It's rather ironic that Amazon's Mechanical Turk was slammed by scam scripts over the turkey day weekend. For those that haven't hear about it yet, Mechanical Turk is an odd service that pays pennies apiece for tiny odd-jobs. The current popular task is just choosing an image from a set that will match a yellow pages address, with the hopes of matching a particular storefront to it's corresponding address. Fairly simple and low paying, right? It may have been at first. Shortly after it's appearance on /. and several other link sites, some enterprising individuals hit upon an idea to increase the efficiency by using greasemonkey scripts to lay out the images in half-sized thumbnails and zoom with a mouseover. Add a routine to make your answer one click away and, suddenly, fifty dollars per hour was a real possibility. Then came those other script writers. The unscrupulous ones. Amazon immediately instituted an anti 'bot' method of selecting 'none of the above' (the most common answer so far) and they were laid to rest. For a while. Over the holiday weekend, however, one of these script writing types threw caution to the wind and slammed over 300,000 random HITs (submissions, Human Intelligence Tasks) using up the available pool and grinding what was, to some, a fairly profitable gig. Whether or not it returns after such a meeting with at least one of the unscrupulous profiteers remains to be seen.

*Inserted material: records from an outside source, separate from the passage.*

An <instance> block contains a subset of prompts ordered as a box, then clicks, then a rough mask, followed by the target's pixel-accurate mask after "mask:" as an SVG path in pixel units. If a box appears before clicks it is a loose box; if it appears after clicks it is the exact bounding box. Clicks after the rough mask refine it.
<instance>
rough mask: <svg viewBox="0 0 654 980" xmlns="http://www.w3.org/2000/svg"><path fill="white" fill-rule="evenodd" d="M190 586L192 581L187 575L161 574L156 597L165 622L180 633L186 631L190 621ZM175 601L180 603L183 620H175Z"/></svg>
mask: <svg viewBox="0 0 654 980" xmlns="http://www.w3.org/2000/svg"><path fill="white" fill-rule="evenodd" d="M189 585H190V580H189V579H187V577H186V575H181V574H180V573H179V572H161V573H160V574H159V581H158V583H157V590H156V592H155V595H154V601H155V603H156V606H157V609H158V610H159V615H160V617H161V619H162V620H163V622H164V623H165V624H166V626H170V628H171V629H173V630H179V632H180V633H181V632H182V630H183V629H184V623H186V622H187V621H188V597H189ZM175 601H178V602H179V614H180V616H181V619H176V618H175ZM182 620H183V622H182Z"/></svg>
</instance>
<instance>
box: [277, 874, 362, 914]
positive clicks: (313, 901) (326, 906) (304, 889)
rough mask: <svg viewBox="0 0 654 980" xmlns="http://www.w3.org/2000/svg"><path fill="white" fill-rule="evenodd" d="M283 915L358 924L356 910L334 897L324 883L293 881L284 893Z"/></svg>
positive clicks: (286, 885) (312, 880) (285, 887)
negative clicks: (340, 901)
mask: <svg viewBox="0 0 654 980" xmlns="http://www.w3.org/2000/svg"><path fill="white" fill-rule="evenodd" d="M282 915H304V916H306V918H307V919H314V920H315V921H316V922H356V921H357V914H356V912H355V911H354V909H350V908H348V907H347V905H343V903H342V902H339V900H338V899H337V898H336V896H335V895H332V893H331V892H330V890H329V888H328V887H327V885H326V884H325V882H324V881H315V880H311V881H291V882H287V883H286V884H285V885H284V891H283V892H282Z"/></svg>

Oh, it's still up as a site, with some very low paying gigs available for the desperate but the cash cow (the A9 blockviews) for most users is conspicuously absent as is any information from Amazon itself. Not entirely unexpected, but then you can imagine that the blockviews were probably the reason the Mech Turk sprang forth from the depths of a focus group somewhere deep in the bowels of Amazon. It probably went something like this: #1 "Wouldn't it be cool if you could see a picture of a yellow pages listing when you were searching?" #2 "Yeah, but most places wouldn't bother sending us shit and it'd cost more than we're worth to hire that many photographers" #7 "So, stick a camera on a truck and drive around!" A few months later..... #1 "Fuck, how do we tag these pictures?? There's tons of them!" #2 "We could out-source to India." #3 "Call centers are kind of expensive, even there. The PC's alone....." #7 "Get a bunch of lazy web surfers to do it online, don't pay crap for each store to motivate them or something. There's plenty of cash-starved internet junkies right here in our backyard and they already have the computers!" #5 (Back from a long weekend of drinking) "Maybe we could farm out those product descriptions I've been working on, too." And so, the Turk was born.
7/6/2006 - Since the long gone days of Amazon sponsored projects, the Mechanical turk has become a barren wasteland filled with spammy HITS and 1 cent questionaires. The inevitable outcome.